Louvain Centre for Toxicology and Applied Pharmacology (LTAP), Institut de Recherche Experimentale et Clinique (IREC), Université Catholique de Louvain, Brussels, Belgium.
Front Immunol. 2021 Aug 20;12:690375. doi: 10.3389/fimmu.2021.690375. eCollection 2021.
Immunostimulation is recognized as an important contribution in lung fibrosis in some animal models and patient subsets. With this review, we illustrate an additional scenario covering the possible implication of immunoregulation during fibrogenesis. Available animal and human data indicate that pulmonary fibrosis also includes diverse and discrete immunoregulating populations comprising regulatory lymphocytes (T and B regs) and myeloid cells (immunosuppressive macrophages and myeloid-derived suppressive cells; MDSC). They are initially recruited to limit the establishment of deleterious inflammation but participate in the development of lung fibrosis by producing immunoregulatory mediators (mainly TGF-β1 and IL-10) that directly or indirectly stimulate fibroblasts and matrix protein deposition. The existence of this silent immunoregulatory environment sustains an alternative mechanism of fibrosis that explains why in some conditions neither pro-inflammatory cytokine deficiency nor steroid and immunosuppressive therapies limit lung fibrosis. Therefore, the persistent presence of immunoregulation is an important parameter to consider for refining therapeutical strategies in lung fibrotic disorders under non-immunostimulatory conditions.

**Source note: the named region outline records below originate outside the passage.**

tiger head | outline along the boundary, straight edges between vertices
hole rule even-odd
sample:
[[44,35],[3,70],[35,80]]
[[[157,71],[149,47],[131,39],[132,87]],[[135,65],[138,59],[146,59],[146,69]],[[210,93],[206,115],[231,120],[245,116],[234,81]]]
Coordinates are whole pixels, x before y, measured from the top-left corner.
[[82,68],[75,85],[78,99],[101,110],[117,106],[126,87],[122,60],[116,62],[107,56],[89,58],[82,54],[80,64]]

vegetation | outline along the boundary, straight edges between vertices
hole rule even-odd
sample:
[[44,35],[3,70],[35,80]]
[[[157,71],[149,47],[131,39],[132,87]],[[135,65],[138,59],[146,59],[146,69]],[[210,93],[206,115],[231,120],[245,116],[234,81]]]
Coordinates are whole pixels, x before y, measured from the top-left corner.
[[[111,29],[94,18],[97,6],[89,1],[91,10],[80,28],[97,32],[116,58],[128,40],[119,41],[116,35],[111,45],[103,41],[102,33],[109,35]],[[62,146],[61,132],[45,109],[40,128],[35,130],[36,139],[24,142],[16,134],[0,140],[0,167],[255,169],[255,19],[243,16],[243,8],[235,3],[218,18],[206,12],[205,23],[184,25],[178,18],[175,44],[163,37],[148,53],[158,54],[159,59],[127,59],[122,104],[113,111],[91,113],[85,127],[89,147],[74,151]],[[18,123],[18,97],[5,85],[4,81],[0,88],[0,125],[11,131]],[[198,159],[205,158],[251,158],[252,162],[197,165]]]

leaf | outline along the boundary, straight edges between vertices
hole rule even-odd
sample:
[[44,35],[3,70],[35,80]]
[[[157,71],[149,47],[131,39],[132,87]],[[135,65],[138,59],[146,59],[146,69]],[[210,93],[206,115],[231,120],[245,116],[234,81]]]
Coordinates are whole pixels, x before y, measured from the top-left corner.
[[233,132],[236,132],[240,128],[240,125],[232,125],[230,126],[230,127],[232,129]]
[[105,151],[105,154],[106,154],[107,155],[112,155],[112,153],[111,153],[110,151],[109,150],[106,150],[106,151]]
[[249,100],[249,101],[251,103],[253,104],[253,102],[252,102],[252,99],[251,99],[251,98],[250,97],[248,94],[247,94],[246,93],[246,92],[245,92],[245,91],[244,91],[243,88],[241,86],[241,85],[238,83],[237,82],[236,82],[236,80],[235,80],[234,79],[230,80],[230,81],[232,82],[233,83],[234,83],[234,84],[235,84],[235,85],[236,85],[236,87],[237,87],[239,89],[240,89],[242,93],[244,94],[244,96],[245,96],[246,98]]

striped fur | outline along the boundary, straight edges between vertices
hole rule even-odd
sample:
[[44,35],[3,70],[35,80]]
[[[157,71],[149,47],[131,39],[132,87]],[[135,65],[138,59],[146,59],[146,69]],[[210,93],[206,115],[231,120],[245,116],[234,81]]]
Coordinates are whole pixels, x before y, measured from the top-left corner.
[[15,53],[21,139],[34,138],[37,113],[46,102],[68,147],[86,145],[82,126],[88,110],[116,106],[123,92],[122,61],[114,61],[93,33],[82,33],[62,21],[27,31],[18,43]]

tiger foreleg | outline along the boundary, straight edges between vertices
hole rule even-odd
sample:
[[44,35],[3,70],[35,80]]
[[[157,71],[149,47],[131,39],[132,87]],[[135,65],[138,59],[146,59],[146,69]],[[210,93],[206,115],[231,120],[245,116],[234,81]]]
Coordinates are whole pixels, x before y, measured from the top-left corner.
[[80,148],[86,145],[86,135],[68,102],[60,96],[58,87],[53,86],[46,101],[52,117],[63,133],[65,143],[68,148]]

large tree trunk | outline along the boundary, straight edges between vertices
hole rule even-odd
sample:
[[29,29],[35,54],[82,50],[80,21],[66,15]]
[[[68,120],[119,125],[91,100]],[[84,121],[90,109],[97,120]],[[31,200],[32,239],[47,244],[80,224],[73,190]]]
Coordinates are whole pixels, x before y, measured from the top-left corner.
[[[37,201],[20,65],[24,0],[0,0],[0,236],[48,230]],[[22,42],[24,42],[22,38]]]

免疫刺激被认为是某些动物模型和患者亚群中肺纤维化的一个重要贡献。通过本次综述,我们展示了一个涵盖纤维化过程中免疫调节可能影响的附加情况。现有的动物和人类数据表明,肺纤维化还包括多种不同的免疫调节群体,包括调节性淋巴细胞(T 和 B regs)和髓样细胞(免疫抑制性巨噬细胞和髓源性抑制细胞;MDSC)。它们最初被招募来限制有害炎症的建立,但通过产生免疫调节介质(主要是 TGF-β1 和 IL-10)来参与肺纤维化的发展,这些介质直接或间接地刺激成纤维细胞和基质蛋白沉积。这种沉默的免疫调节环境的存在维持了纤维化的另一种机制,解释了为什么在某些情况下,促炎细胞因子缺乏、类固醇和免疫抑制治疗并不能限制肺纤维化。因此,免疫调节的持续存在是在非免疫刺激条件下细化肺纤维化疾病治疗策略的一个重要参数。